Even after the departures of Ramik Wilson and Amarlo Herrera – each of whom have made noise thus far at their respective NFL training camps – Ekeler feels his group is better overall than last year. He said last week that there are “six or seven” good enough to play this year, not counting Leonard Floyd – the outside linebacker now working inside in the team’s 3-4 base.
Junior Tim Kimbrough, who was starting beside Floyd, suffered a sprained MCL last week but is due to be ready for the start of the season. Junior Reggie Carter and senior Jake Ganus are also primed for playing time, and Natrez Patrick, the freshman early enrollee, had an impressive spring.
Then there’s Smith, whose smallish frame might have caused some teams to consider him at safety. But Georgia’s defensive staff, led by coordinator Jeremy Pruitt, is aiming for speed in the back seven, so Smith – who has put on seven pounds since enrolling – figures he’s staying at his current spot.
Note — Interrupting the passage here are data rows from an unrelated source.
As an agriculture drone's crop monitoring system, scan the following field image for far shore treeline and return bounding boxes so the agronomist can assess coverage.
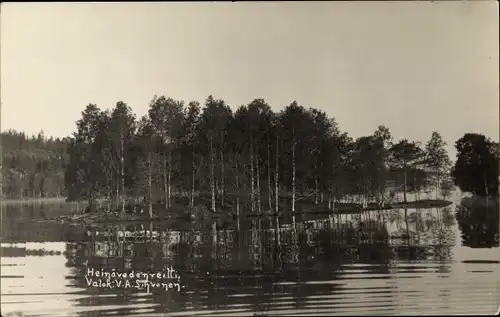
[1,96,498,216]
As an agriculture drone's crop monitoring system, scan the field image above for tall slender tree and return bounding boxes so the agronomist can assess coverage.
[107,101,136,214]
[65,104,108,208]
[390,139,426,203]
[425,132,452,199]
[182,101,201,208]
“There aren’t too many safeties playing at that high a weight,” Smith said.
Smith was known at Macon County High School as someone who could just go after the ball, and use his athleticism to overcome any late reactions. Now he’ll be asked to read and adjust quicker, something he’s comfortable doing. Actually, he’s comfortable doing anything.
“I think I’m a good cover linebacker. Also I can go downhill too,” Smith said. “I can do it all. I just think covering is one of my main assets.”
“He’s fast, instinctive, he’ll put his face on you,” Ekeler said. “Usually it takes time when guys come in to understand how to take on blocks and get on blocks. And both he and Juwan (Taylor, another freshman inside linebacker) have really done a great job. And I think it comes from watching the older guys. The older guys come in there and you’ll see some rated R stuff. They (the freshmen) want to be a part of that.”
Earlier this year Smith was more famous for what happened off the field: He committed to UCLA at a signing day ceremony, then re-considered upon the Bruins’ defensive coordinator leaving, and ultimately decided to commit to Georgia but never sign a letter-of-intent. It made him a bit of a cause celebre’ in college football.
That all seems long ago, now that he’s on campus preparing to suit up.
“I’m just glad to be here,” Smith said. “I try not to think about the past. So I’m just happy that I’m here now, that I came here.”